The Hadrian Memorandum - Allan Folsom [90]
A few insignificant words passed between them, and then it was his turn to go into the terminal. He’d used the restroom, then found a cafeteria area with Wi-Fi hookups and given the lone young man he found working at a laptop twenty euros to borrow it for a few moments—“to check my e-mail and stuff.” In those minutes he’d done what he’d not had the chance to do since Theo Haas had been murdered, clicked on Google Maps and pinpointed the location of the town Haas had pointed him toward, Praia da Rocha, in the Algarve region of Portugal’s south coast. He’d found it nestled among the myriad of small beach communities near the city of Portimão. The nearest major airport was in Faro, which was close to the Spanish border and probably not two hundred miles from Málaga. Importantly, there were rental car facilities at the airport, most of which opened at six in the morning.
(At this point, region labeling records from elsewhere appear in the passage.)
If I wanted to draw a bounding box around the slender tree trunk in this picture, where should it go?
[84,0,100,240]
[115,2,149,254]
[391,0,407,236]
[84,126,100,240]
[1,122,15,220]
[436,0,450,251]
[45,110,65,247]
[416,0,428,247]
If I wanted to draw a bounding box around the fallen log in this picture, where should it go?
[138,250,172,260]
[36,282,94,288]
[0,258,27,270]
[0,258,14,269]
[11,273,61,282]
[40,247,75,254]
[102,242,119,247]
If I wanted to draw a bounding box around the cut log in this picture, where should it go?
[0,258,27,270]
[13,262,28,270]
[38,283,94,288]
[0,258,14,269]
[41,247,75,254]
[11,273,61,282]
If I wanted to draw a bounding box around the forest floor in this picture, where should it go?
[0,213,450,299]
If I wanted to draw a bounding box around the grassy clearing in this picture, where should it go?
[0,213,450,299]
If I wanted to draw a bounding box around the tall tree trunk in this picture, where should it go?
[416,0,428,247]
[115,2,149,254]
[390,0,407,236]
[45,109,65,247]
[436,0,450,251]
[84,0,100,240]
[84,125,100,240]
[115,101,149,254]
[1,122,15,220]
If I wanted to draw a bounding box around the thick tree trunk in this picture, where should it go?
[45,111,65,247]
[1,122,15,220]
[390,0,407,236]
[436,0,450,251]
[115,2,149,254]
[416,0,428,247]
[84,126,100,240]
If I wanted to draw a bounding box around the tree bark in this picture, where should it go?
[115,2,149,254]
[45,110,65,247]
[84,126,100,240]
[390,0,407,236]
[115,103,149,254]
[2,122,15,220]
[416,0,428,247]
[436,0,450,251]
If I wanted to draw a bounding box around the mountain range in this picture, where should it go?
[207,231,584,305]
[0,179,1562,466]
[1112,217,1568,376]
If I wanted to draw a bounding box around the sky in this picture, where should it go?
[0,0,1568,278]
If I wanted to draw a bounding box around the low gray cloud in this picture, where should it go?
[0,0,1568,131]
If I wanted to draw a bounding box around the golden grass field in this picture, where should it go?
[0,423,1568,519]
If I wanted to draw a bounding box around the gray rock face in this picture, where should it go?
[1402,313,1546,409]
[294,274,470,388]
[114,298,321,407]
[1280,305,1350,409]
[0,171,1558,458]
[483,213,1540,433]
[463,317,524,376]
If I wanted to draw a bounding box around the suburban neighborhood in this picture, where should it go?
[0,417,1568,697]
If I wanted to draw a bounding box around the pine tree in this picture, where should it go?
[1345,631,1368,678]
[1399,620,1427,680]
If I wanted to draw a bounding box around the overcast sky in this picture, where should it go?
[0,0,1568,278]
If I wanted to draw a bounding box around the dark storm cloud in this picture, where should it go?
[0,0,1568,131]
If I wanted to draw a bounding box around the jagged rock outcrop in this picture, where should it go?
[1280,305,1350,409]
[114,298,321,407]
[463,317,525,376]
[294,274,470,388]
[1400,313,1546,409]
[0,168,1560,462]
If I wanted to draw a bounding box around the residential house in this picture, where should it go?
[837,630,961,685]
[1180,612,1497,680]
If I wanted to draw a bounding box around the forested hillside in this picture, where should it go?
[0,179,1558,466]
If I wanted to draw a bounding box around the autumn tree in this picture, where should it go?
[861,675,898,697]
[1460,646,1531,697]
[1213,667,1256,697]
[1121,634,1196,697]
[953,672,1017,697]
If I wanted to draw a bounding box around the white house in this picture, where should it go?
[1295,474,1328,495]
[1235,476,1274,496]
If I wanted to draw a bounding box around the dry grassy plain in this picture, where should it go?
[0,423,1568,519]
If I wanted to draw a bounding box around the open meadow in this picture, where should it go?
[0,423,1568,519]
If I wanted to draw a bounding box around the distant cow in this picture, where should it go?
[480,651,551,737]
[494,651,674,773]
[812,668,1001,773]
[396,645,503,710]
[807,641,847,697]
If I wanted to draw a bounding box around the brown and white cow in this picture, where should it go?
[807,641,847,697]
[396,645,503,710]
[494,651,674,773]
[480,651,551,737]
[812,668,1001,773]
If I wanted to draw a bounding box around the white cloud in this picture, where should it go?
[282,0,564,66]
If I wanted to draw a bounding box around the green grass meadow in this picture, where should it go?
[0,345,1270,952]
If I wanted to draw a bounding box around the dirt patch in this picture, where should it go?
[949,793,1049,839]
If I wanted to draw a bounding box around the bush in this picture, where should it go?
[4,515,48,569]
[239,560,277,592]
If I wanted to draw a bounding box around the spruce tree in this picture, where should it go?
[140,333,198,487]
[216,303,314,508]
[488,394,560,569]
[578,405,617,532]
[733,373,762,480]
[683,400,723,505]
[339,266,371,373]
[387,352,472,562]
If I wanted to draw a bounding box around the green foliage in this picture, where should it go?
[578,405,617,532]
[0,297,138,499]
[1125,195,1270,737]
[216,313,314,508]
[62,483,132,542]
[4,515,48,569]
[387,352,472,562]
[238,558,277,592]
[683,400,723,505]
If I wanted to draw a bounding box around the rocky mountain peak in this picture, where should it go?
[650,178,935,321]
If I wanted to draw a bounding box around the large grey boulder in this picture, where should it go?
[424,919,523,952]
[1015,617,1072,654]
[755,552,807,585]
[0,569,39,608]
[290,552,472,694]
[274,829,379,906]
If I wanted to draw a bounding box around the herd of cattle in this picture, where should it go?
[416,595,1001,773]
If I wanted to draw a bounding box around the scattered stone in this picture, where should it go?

Faro was close enough to Málaga for Brigitte to radio a last-minute amended flight plan to Málaga air traffic control saying her passengers had requested she give them a tour of the coastline and would return to her original flight plan when they had finished. Not an unusual request for civil aviation traffic. So, if he chose to bypass Málaga, Faro would be the clear option. Anne could rent a car, and they could take what on the Google map appeared to be no more than a thirty-minute drive to Praia da Rocha. So he had a workable alternative, but he would wait until they were approaching Málaga before he made a final decision.
55
1:53 A.M.
“We have clearance for takeoff?” Marten was looking at Brigitte as he climbed into the Cessna. She was sitting at the controls studying navigational charts under a high-intensity cockpit light. Behind her, he could see Anne watching from the darkened cabin.
“Yes, sir,” Brigitte said.
“Then let’s go.”
“Yes, sir,” she said again.
Marten slid past her on his way to his seat. As he did he saw the two women exchange glances.
“What was that for?” he said as he buckled in.
Anne raised an eyebrow. “How long does it take to pee?”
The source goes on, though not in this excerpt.